Chromatogram of BACAR culture filtrates in SP-Trisacryl (1.3 × 13.5 cm), equilibrated and eluted with 5mM Tris-HCl buffer pH 8.2. A280nm: Absorbance of proteins. A550nm: Absorbance of enzymatic activity.

Figure 6

A) 10% PAGE of the samples collected from the DEAE-Trisacryl (samples 1 to 4) and SP-Trisacryl (samples 5 and 6) columns. B) The halos present on plate with agar indicates the CD formation produced by BACAR enzyme and encapsulation of phenolphthalein.
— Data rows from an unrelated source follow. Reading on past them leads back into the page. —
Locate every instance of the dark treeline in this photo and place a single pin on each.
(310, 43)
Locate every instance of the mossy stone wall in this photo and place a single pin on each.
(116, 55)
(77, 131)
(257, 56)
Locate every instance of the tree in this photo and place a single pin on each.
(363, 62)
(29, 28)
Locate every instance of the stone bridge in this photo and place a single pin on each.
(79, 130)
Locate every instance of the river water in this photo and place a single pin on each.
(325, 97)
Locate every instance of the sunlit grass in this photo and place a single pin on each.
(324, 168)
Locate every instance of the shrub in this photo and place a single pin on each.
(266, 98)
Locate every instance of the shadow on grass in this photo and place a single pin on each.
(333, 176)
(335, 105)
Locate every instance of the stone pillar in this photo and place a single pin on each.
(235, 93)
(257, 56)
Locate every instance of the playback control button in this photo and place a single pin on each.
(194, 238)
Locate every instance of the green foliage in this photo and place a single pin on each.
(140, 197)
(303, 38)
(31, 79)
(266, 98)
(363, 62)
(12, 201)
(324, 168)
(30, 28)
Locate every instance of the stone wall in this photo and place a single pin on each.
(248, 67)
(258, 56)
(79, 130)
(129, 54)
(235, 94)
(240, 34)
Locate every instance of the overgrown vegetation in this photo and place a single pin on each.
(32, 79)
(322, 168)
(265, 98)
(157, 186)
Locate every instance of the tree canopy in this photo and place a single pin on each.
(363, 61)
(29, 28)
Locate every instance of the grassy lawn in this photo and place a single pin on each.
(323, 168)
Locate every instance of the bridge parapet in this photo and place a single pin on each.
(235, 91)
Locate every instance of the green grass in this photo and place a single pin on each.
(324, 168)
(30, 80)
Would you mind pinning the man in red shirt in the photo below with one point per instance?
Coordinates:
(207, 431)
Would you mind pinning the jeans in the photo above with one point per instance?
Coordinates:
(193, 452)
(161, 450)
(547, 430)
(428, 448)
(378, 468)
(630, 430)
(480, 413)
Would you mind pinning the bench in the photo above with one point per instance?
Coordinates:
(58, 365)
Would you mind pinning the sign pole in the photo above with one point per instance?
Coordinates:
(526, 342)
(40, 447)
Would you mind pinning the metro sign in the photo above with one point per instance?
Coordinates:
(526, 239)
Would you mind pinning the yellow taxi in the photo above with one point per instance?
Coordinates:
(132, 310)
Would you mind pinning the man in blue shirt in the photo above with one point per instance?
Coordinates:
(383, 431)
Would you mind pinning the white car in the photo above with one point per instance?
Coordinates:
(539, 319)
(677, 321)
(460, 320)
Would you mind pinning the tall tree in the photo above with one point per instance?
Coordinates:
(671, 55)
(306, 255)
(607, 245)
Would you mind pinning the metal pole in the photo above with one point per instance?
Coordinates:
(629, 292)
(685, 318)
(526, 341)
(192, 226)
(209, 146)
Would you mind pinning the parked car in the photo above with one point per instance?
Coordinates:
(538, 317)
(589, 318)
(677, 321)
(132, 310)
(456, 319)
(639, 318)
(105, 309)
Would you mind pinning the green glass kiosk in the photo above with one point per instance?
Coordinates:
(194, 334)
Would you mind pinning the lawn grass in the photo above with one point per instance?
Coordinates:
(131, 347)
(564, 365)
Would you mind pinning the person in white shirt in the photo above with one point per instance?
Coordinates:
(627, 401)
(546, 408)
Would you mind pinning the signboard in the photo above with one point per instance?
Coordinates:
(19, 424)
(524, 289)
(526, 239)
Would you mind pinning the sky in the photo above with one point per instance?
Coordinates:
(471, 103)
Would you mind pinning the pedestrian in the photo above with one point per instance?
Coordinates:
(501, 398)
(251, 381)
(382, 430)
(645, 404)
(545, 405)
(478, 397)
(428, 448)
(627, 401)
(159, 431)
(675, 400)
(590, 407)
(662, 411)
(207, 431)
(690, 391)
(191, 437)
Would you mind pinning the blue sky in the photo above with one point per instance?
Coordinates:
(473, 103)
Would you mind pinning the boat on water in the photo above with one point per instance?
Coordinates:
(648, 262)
Determination of the type of CD produced by CGTase

In the 1980s, several works were published on the development of colorimetric tests for measuring CGTase activity (13). In this work, the type of CD produced with the partially purified enzyme was determined using Petri plates containing 1% starch plus 4% agar and the dyes 3 mM phenolphthalein, 0.035 mM methyl orange, 5 mM bromocresol green, and 0.035 mM Congo red. When aliquots of the eluate from the SP-Trisacryl column (sample 5) were applied to these plates, the presence of halos in the plates with phenolphthalein and Congo red suggests that the partially purified enzyme in this work is a β-CGTase, due to the liberation of a higher amount of β-CD. Absence of halos in the plates containing methyl orange and bromocresol green dyes indicates that sample 5 does not contain α or γ-CGTase. However, the presence of these enzymes in the culture filtrate cannot be rulled out because Makela’s method detects α and γ-CD, besides β-CD.